Mail must be sent a day before commit

A friend of mine has just received a mail, that contains instructions on the project his team is working on (excerpt):

  • Every change to XML/XSD/XSL must be reviewed by the (censored) review board group.
  • [...] A change in XML needs to be announced to the (censored) mail distribution list. This distribution list does not exist in the exchange server yet so you can send me the email and I can forward it for the moment.
    • Ideally a mail should be sent at the start of the work with the expected commit date.
    • A mail must be sent a day before commit.

I'm sorry. I understand the need of control, but this is a seriously fucked up way to do it. What I think is:

  • This is a distributed project with a lot of teams depending on a central XML/XSD.
  • There are no branches, it is a single track development (in fact I know that it is hosted in SVN despite being such a huge thing).
  • There are no tests, therefore no continuous integration.
  • Instead of fixing things, more bureaucratic weight is placed on the developers to create an illusion of control.
  • There isn't a mechanism to easily and effectively distribute change notices through teams.
  • The authors are basically stating that developers do not have the necessary knowledge to propose changes in the XMLs.
  • This leads to the conclusion of no documentation, from which the developers would learn.

So what

Developers are best at hacking away at code and providing solutions to the requirements. It's their job! They love their job! (Some even grow facial hair because they would rather hack at code than play with sharp blades.)

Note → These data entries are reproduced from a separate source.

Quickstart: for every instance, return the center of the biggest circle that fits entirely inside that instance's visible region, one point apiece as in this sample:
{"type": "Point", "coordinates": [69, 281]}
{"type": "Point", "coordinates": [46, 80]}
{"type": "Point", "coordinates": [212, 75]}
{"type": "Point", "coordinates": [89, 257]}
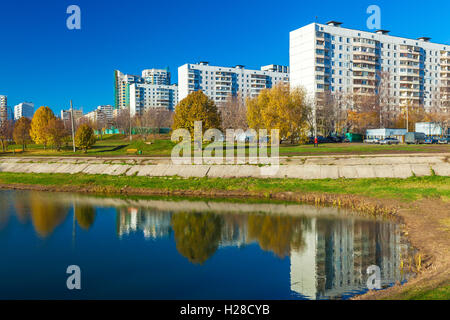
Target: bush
{"type": "Point", "coordinates": [85, 137]}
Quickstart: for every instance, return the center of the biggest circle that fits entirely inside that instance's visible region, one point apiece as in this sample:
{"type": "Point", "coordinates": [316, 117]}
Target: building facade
{"type": "Point", "coordinates": [156, 82]}
{"type": "Point", "coordinates": [66, 115]}
{"type": "Point", "coordinates": [24, 109]}
{"type": "Point", "coordinates": [5, 110]}
{"type": "Point", "coordinates": [329, 58]}
{"type": "Point", "coordinates": [145, 95]}
{"type": "Point", "coordinates": [220, 82]}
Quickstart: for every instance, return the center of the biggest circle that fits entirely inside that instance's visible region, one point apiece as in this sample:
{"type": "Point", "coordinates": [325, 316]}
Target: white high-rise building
{"type": "Point", "coordinates": [66, 114]}
{"type": "Point", "coordinates": [329, 58]}
{"type": "Point", "coordinates": [24, 109]}
{"type": "Point", "coordinates": [3, 101]}
{"type": "Point", "coordinates": [5, 111]}
{"type": "Point", "coordinates": [220, 82]}
{"type": "Point", "coordinates": [144, 96]}
{"type": "Point", "coordinates": [156, 76]}
{"type": "Point", "coordinates": [159, 78]}
{"type": "Point", "coordinates": [108, 111]}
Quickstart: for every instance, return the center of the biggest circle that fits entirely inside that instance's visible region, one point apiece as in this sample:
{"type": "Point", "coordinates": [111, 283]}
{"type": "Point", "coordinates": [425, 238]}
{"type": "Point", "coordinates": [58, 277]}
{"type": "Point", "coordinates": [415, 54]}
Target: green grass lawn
{"type": "Point", "coordinates": [117, 145]}
{"type": "Point", "coordinates": [410, 189]}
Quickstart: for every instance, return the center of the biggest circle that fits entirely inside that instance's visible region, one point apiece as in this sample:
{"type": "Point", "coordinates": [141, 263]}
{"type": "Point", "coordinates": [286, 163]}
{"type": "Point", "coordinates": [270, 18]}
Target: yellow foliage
{"type": "Point", "coordinates": [39, 124]}
{"type": "Point", "coordinates": [279, 108]}
{"type": "Point", "coordinates": [196, 107]}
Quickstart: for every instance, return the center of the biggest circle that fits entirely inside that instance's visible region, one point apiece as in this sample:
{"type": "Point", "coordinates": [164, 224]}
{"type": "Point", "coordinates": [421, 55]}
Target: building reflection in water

This kind of control will only throw them off balance, making it impractical to even suggest changes that may make the whole project easier.

Practically the mail makes the XML/XSD/XSL in the system a fixed fact ("Don't touch it, you!"). No one but the bravest will try to fiddle with it, therefore solutions will pop up that go around the problem. They may not be big things -- only there's a possibility that out of two solutions, the better will be dropped.

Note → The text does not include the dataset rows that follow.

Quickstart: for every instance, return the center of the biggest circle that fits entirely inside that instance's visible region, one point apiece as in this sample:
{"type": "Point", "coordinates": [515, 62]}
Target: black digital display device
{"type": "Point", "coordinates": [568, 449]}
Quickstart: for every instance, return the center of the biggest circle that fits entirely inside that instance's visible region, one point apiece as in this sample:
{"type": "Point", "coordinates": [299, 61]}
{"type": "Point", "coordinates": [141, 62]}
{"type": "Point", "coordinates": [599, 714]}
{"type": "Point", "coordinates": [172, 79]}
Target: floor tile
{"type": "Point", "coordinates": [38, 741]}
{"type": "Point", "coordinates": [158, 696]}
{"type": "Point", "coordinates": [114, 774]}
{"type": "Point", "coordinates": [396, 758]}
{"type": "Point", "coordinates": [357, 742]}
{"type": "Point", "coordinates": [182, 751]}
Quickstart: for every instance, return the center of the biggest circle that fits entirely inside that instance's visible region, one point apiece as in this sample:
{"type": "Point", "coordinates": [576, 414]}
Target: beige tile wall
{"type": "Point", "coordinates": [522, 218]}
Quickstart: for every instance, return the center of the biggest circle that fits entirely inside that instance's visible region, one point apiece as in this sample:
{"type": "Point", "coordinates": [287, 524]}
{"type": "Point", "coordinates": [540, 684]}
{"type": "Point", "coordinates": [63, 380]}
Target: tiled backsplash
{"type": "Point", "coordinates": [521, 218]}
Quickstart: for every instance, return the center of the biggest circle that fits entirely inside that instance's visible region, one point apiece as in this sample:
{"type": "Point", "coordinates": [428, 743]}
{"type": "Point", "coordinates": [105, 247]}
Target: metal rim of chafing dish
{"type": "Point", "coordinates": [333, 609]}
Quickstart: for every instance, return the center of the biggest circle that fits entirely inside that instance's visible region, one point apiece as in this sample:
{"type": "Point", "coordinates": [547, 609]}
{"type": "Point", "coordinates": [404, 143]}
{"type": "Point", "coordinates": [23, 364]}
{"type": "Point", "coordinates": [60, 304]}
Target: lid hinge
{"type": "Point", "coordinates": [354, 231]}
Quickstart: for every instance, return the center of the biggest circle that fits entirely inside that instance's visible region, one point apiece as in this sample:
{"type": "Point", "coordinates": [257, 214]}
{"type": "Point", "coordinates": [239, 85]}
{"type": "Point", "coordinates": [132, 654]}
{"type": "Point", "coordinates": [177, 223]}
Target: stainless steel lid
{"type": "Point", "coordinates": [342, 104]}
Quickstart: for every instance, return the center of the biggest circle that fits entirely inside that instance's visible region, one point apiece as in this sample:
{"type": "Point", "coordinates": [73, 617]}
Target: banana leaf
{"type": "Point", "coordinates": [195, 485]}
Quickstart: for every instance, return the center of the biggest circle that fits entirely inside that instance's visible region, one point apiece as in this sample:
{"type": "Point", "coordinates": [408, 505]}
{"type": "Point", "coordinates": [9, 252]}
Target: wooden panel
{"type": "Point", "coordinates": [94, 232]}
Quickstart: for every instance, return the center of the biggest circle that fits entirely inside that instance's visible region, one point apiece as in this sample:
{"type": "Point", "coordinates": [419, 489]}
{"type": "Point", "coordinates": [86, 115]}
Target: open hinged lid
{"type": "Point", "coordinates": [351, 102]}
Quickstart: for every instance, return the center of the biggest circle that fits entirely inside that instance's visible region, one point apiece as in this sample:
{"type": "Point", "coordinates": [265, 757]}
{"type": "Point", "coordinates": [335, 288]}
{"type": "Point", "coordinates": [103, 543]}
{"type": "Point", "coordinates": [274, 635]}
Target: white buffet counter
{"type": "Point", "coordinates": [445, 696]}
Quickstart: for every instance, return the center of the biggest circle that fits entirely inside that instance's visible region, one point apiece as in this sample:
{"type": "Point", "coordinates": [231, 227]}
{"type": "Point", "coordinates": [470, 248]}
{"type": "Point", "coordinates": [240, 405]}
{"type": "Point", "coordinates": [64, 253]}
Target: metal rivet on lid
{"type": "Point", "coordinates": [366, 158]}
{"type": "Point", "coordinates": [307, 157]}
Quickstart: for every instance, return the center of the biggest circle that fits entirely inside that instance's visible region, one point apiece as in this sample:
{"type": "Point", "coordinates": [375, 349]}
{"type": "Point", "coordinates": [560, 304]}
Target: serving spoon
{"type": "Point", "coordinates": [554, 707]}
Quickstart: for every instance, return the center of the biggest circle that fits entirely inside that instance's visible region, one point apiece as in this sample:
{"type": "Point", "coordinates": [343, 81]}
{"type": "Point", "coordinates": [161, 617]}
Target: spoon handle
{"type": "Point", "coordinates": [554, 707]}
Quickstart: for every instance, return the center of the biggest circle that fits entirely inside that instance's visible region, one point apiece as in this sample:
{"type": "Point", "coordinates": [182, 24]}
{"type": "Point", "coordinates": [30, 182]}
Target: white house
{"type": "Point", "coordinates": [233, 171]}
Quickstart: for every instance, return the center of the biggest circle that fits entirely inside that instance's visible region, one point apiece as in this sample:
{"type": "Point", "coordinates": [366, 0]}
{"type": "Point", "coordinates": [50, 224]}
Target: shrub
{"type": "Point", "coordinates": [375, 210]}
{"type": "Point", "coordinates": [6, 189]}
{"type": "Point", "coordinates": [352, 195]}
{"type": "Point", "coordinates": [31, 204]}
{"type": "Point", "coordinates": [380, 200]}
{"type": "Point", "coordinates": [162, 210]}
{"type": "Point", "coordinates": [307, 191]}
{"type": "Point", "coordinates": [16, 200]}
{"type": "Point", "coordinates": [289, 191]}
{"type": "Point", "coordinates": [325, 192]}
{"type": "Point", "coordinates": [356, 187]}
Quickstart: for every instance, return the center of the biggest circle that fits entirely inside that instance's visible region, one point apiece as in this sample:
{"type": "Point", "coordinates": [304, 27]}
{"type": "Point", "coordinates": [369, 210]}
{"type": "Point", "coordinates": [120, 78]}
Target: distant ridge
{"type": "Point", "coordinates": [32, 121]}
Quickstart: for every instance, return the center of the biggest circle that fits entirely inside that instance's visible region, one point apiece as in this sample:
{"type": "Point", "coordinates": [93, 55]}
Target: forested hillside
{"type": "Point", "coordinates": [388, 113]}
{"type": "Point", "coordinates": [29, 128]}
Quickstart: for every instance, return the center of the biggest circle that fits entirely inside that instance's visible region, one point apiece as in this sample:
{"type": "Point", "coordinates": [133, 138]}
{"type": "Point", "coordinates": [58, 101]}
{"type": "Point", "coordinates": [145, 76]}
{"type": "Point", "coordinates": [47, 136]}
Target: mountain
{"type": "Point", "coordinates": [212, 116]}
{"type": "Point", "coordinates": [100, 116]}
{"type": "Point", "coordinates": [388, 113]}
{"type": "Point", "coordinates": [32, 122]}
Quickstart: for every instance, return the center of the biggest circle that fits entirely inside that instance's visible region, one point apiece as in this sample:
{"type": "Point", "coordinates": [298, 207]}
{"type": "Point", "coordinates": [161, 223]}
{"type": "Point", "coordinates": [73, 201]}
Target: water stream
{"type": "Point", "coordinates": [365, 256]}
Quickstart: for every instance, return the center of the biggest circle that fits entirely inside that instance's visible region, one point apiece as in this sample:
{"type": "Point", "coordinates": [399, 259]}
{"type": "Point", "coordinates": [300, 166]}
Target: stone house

There still won't be tests -- so we now have hacks in the code, but the management is confident because nothing changed in the critical area.

Commit control?

Tasks that involve adding a single optional attribute that would take anyone 25 minutes will suddenly be days. First the approval, then the announcement, then the "will commit" ping, then 24 hours later, the commit. Changes will be batched, it will be unclear if they're logically grouped or it just happened that way.

Sending a mail that the change will be committed 24 hours later creates a tension that practically will manifest as: done → send mail → commit tomorrow. Bam, we have a 24h delay. Not good for anyone.

Conclusion

I may overreact to this; I can easily imagine a situation that such rigorous verification is necessary. Only that it should be supported via the build and continuous integration, not via pre-commit emails, not via restrictions on design feedback from developers. This is too much of a cost, and ultimately the product has a good chance to be the loser of this.